New Zealand tries to save dolphins

WELLINGTON, New Zealand The tough new measures ban net fishing and trawling in areas ranging out to 1.2 to 7.7 miles from the coast in the dolphins' living areas around both main islands.

They are expected to cost the country's coastal fishing industry $62 million and as many as 295 jobs over the next five years.

The number of indigenous Hector's dolphins has declined from an estimated 29,000 in the 1970s to just 7,000, while there are only 111 remaining Maui's dolphins.

Officials said the tiny Maui's dolphin could be extinct within a few years -- a warning that prompted the government action.

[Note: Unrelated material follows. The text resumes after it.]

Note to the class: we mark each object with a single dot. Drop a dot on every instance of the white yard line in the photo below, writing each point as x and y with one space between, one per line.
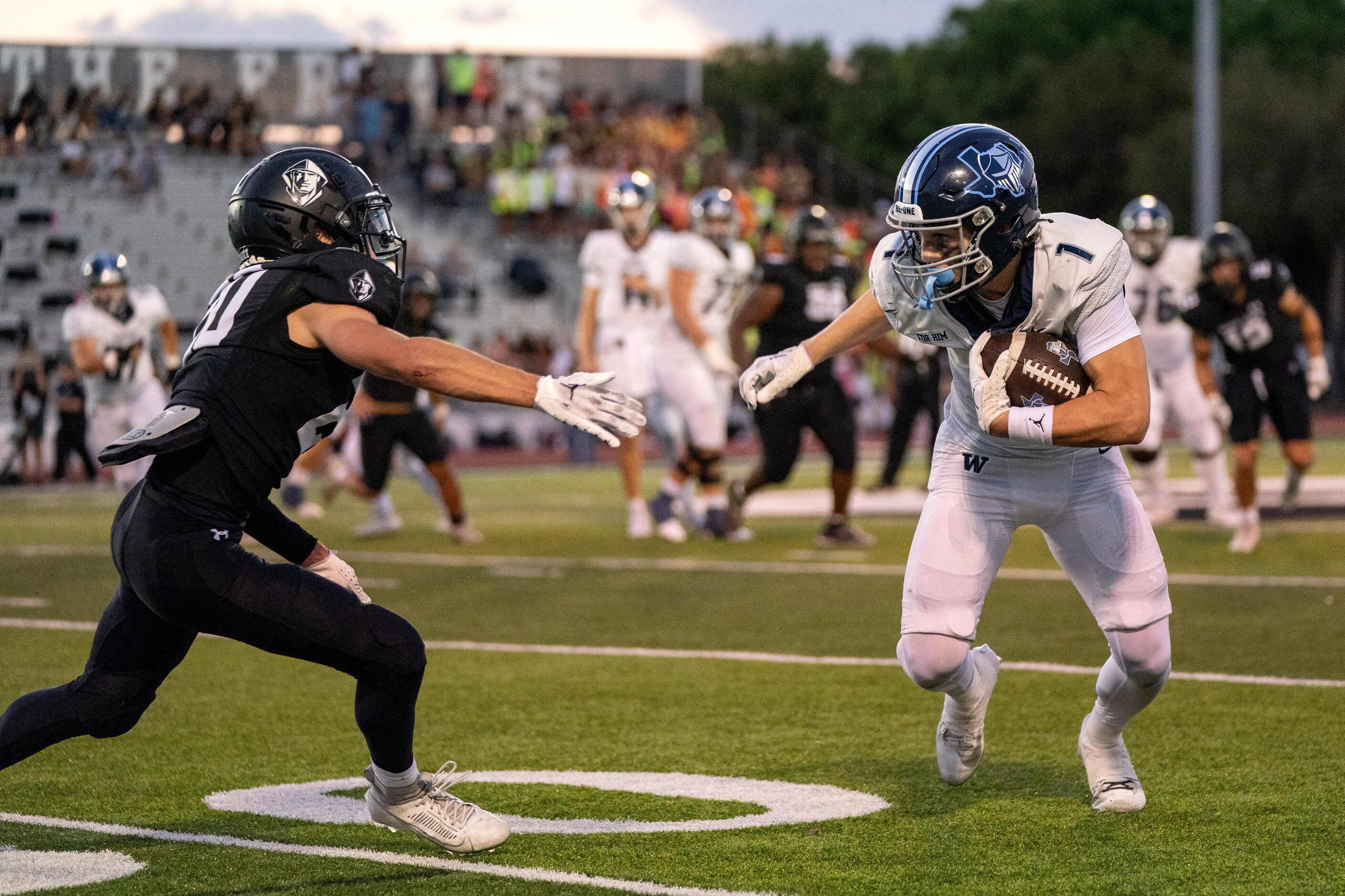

"Clearly we've got iconic species here ... they only exist in New Zealand," said Fisheries Minister Jim Anderton. "And under business as usual inevitably (we will) watch the Maui's dolphin ... (become) an extinct population."

"We're going to give it a go, particularly for Maui's dolphins, to see if on our watch we can save them. We may not be able to," he told National Radio.

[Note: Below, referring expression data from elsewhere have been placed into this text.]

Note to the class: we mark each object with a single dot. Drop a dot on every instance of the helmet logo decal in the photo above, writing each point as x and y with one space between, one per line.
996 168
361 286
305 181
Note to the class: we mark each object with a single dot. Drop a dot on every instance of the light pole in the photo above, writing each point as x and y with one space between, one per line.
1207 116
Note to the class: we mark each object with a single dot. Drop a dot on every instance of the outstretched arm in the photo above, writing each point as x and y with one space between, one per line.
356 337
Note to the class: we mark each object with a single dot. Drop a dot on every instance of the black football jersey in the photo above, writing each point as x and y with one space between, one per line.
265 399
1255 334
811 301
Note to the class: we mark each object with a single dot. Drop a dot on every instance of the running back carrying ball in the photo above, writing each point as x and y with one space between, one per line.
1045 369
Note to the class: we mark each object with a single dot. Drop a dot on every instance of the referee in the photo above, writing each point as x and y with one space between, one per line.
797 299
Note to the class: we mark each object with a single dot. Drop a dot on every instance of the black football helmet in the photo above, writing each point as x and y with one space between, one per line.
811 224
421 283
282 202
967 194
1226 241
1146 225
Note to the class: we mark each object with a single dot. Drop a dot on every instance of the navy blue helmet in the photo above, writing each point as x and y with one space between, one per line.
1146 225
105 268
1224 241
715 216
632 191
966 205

The coastal fishing ban will protect most of the dolphins' habitats, Anderton said.

"This is not an easy decision to make when you know you're going to put fishermen ... out of business," he said.

Seafood Industry Council chief executive Owen Simmonds said it was unhappy with the decision because the government was putting small fishermen out of business without any compensation "and for no real gain" to the dolphin.

"It will not save one extra Maui's dolphin," he said, asserting that previous catch controls already ensured that dolphins were not captured or harmed by fishermen.

Chris Howe, executive director of the World Wildlife Fund's New Zealand branch, earlier said that photographs of 22 common dolphins killed in trawler nets off North Island's west coast last December -- released by the government in mid-March -- proved that the fishing controls would not protect the endangered dolphins.

The Forest and Bird conservation group's advocacy manager, Kevin Hackwell, praised the government for taking the most significant action in 20 years to save the two species.

"The measures will go a long way toward halting the decline of the endangered dolphins and begin the slow path to recovery," he said.

But Green Party lawmaker Metiria Turei said the sanctuaries needed to extend farther out into the ocean.